Ample evidence indicates that recognition memory performance can be facilitated by multisensory stimuli at the time of encoding. While it is not necessary that multisensory information is present during the decoding of a memory, a beneficial effect of the multisensory stimulation only takes place if the initial encoding happened in a semantically congruent audio-visual context. The goal of this study was to investigate the brain mechanisms involved during the encoding and subsequent retrieval of semantically congruent multisensory objects. In a functional MRI paradigm, participants performed a continuous recognition task in which they discriminated between initially and previously seen objects. The task was independent of the semantic congruence of the sound with the initially shown image. We performed a univariate analysis to identify regions involved in the information processing of semantic context dependent multisensory memory traces. Next, a multivariate pattern analysis (MVPA) located where the representational content of these traces is encoded and later again retrieved. We show that low-level visual cortex can reliably decode whether incoming visual stimuli had been previously encountered on a single-trial with either a semantically congruent or incongruent sound. Aside from further reinforcing the notion that low-level visual cortex is fundamentally multisensory in its architecture, our findings suggest that these functions extend to include both semantically-related and memory-related functions.

## Participants

The dataset contains data of twelve healthy adults (8 female; aged 22-35 years mean ± SD = 28.06 ± 3.29). All reported normal hearing and normal (or corrected-to-normal) vision, and provided written informed consent in accordance with procedures approved by the cantonal ethics committee of Vaud, Switzerland and according to the World Medical Association Helsinki Decla-ration (WMA General Assembly, 2008). The participants.tsv file contains the subject IDs, together with gender and age information.

## Behavioral Paradigm

Subjects performed a continuous recognition task on equal numbers of initial and repeated presentations of line drawings of common objects, which were pseudo-randomized within a session of trials. The stimuli used in this experiment were the same as in Lehmann & Murray (2005). On each trial, subjects indicated whether the visual stimulus was appearing for the first time or had appeared previously. They were instructed to ignore the sounds and to focus on the visual information. The experimental paradigm is schematized in the corresponding paper, Figure 1.

Visual stimuli were comprised of 108 line drawings selected from either a standardized set (Snodgrass & Vanderwart, 1980) or obtained from an online library (dgl.microsoft.com) and modified to stylistically resemble those from the standardized set. Images were equally likely coming from a multitude of semantic categories (e.g., animals, miscellaneous household items, musical instruments, tools, vehicles, etc.) and their occurrence was balanced across experimental conditions. Images were centrally presented for 500ms and appeared black on a white background. On initial presentations, visual stimuli were subdivided into 3 groups: visual presentation only (V), which were appearing 50% of the initial presentations; visual with semantically congruent sound (AVc), which were presented 25% of the initial presentations; and visual with semantically incongruent sound (AVi), which were shown on the remaining 25% of initial presentations. In this way, the amount of unisensory and multisensory initial presentations were equal.

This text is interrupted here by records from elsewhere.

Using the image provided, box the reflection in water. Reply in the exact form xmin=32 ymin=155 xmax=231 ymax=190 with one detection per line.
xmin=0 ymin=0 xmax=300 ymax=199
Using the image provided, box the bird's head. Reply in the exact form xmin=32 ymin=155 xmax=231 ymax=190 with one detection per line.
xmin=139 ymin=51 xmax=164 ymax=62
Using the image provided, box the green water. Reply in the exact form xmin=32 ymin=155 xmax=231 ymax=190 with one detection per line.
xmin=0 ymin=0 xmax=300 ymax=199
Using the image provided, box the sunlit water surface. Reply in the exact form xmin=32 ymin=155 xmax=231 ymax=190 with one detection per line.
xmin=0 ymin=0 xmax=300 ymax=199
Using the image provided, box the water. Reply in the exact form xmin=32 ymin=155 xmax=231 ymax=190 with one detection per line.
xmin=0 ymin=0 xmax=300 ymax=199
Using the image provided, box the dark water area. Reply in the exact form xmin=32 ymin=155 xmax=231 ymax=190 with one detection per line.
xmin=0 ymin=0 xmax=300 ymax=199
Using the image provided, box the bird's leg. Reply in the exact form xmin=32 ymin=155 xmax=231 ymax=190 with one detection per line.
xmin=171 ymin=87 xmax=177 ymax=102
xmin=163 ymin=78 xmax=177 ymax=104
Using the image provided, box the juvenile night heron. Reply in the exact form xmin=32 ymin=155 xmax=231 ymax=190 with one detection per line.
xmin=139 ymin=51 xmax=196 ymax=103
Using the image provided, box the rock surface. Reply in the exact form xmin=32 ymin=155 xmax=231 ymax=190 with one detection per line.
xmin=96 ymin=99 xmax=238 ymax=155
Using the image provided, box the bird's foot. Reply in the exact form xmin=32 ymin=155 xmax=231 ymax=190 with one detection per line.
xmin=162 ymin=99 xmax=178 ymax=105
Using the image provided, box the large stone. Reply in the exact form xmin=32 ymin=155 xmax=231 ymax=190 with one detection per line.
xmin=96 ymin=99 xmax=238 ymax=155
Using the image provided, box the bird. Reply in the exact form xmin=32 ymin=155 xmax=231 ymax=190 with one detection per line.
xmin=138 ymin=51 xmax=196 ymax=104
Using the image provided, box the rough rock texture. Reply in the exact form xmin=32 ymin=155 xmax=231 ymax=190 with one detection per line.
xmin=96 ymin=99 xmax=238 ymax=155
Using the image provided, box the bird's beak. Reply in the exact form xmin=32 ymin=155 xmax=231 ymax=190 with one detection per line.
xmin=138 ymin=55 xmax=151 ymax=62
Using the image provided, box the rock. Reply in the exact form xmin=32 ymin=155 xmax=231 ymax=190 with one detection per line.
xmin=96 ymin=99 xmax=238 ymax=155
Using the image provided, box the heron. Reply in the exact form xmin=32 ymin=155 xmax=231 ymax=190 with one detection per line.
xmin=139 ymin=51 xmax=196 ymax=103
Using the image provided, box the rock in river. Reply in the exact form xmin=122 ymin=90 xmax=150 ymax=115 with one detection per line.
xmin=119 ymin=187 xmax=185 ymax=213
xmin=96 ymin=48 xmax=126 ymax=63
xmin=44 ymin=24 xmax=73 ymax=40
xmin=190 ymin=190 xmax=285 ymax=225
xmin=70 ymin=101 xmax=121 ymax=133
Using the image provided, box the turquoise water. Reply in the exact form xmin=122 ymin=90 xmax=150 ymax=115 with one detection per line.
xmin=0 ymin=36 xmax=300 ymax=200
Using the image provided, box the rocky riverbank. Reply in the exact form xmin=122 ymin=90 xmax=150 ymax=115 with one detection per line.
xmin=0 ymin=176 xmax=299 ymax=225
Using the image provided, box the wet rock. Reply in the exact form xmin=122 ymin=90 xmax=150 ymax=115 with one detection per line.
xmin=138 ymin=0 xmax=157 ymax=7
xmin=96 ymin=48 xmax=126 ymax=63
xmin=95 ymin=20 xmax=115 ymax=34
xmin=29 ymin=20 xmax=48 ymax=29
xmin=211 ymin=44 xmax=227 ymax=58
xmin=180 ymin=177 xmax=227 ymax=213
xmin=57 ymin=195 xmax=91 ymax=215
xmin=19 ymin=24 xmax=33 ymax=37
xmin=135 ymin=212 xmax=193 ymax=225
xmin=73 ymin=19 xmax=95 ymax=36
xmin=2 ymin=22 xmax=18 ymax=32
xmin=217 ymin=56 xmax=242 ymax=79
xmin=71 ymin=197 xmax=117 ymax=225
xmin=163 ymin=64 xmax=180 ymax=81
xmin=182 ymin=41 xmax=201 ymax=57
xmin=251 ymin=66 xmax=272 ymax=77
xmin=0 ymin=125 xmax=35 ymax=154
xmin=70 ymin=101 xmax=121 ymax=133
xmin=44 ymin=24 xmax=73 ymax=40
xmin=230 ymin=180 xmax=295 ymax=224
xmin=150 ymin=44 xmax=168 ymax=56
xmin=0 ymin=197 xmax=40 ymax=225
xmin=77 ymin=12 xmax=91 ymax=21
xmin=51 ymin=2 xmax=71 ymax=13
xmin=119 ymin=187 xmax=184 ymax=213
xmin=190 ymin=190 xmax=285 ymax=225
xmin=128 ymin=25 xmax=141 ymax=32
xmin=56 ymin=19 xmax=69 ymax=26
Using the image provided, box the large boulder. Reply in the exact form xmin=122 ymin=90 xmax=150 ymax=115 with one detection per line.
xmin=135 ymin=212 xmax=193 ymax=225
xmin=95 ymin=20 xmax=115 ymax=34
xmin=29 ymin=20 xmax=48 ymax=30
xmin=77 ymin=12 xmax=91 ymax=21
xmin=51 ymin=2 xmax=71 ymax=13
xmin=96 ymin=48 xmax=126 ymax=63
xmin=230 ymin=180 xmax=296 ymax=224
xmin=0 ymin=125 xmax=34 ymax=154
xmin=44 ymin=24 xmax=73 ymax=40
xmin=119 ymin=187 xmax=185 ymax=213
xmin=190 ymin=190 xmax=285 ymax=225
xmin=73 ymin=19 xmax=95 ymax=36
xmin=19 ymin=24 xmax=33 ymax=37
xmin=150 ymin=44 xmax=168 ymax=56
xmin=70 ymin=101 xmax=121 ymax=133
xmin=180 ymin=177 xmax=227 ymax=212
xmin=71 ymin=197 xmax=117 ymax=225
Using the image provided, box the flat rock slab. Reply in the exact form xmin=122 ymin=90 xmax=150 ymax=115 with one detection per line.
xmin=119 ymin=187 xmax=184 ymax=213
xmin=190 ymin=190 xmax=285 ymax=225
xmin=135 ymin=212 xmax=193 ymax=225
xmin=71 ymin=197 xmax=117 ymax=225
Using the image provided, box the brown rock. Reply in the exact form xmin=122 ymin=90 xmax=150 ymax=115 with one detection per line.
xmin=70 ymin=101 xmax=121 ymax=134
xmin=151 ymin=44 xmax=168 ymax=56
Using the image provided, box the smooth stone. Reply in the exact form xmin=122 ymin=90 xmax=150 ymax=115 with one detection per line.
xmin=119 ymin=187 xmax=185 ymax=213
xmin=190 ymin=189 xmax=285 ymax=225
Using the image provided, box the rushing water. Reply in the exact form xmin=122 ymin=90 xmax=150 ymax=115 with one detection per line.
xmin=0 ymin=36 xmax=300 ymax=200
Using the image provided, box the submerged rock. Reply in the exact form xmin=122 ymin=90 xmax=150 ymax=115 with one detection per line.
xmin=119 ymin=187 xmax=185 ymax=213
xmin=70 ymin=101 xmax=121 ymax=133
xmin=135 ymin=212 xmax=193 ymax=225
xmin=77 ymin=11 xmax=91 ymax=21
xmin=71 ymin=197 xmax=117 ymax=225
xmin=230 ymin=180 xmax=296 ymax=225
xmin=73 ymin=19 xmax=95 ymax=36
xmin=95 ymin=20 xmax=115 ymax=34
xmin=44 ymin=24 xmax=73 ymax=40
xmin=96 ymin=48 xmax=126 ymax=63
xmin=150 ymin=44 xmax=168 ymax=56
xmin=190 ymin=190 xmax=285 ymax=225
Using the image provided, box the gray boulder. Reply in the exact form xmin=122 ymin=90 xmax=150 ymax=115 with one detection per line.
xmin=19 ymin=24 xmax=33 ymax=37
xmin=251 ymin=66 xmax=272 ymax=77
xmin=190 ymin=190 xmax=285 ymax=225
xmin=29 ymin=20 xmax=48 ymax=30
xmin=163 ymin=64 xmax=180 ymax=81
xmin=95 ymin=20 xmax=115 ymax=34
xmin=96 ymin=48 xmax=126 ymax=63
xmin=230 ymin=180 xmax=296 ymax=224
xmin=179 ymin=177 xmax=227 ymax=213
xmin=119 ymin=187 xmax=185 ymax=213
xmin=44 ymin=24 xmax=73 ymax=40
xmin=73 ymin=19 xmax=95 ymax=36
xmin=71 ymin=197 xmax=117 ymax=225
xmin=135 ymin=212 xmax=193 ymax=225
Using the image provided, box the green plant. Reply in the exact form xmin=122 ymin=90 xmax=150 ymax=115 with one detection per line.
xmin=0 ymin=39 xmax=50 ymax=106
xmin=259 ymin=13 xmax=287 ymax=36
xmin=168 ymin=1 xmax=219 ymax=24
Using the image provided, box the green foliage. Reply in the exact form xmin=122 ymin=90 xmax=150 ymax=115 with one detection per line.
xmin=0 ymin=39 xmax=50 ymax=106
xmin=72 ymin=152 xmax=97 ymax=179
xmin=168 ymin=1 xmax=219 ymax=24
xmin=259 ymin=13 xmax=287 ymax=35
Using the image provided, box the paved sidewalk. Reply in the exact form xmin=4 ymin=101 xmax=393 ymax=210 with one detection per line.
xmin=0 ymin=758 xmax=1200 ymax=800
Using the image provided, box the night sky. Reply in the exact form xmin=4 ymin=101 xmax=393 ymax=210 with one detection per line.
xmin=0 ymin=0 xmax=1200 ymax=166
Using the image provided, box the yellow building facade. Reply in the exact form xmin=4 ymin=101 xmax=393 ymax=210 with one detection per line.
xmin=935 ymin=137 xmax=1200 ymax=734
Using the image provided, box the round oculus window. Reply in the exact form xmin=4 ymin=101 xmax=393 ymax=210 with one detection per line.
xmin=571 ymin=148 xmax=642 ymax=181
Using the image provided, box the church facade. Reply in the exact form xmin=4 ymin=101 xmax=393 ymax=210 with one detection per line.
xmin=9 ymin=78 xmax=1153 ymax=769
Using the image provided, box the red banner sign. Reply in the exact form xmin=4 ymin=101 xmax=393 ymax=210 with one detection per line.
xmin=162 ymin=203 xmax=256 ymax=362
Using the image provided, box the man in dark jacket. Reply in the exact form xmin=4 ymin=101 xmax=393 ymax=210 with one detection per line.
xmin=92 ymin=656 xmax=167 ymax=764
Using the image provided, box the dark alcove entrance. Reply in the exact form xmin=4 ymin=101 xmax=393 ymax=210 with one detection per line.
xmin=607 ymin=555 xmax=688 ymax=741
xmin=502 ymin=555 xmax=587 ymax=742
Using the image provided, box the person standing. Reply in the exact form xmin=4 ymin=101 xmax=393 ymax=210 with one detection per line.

Auditory stimuli were complex, meaningful sounds (16 bit stereo; 44100 Hz digitization; 500 ms duration) and were either semantically congruent (e.g. a “dong” sound with the image of a bell) or semantically incongruent (e.g. a “woof” sound with the image of a gun) to one of the visual stimuli. Sounds were obtained from an online library (dgl.microsoft.com) and modified using audio editing software (Adobe Audition version 1.0) to be 500ms in duration. The volume was adjusted to a comfortable and comprehensible level for each subject, such that sounds were clearly, but not uncomfortably, audible in the scanner environment.

On repeated presentations, only the visual stimuli from initial presentations were displayed. Subjects’ task was to indicate as quickly and as accurately as possible, via a right-hand button press, whether the image had been seen before. Thus, there were three classes of repeated presentations: (1) initially presented as visual alone; (2) initially presented with a semantically congruent sound; and (3) initially presented with a semantically incongruent sound. These conditions differ in (1) whether there was a visual unisensory or an auditory-visual multisensory experience associated with the image, and (2) whether this multisensory experience had semantically congruent or incongruent stimuli. To simplify, we refer to repetitions of the images from the V condition as V-, to repetitions of images from the AVc condition as V+c, and to repetitions of images from the AVi condition as V+i. Subjects were not asked to judge if the semantic stimuli were incongruent or not, so the context (i.e., whether the initial encounter with the image during the experiments was unisensory or multisensory) was completely orthogonal to the task.

Stimuli were presented for 500ms. The inter-trial interval (ITI) ranged from 5000ms to 12000ms in steps of 1000ms, varying randomly from one trial to the next though evenly distributed within each experimental condition to provide adequate temporal sampling of the blood oxygen level dependent (BOLD) response. Stimulus delivery and the recording of behavioral data (reaction time and accuracy) were controlled by E-prime in conjunction with their serial response box (www.pstnet.com; Psychology Software Tools). Subjects were instructed to respond as fast as possible, whilst still being accurate. Button presses longer than 1300ms after stimuli presentation were not recorded and the trial was labeled as a miss. Misses were considered as incorrect responses in the behavioral analysis.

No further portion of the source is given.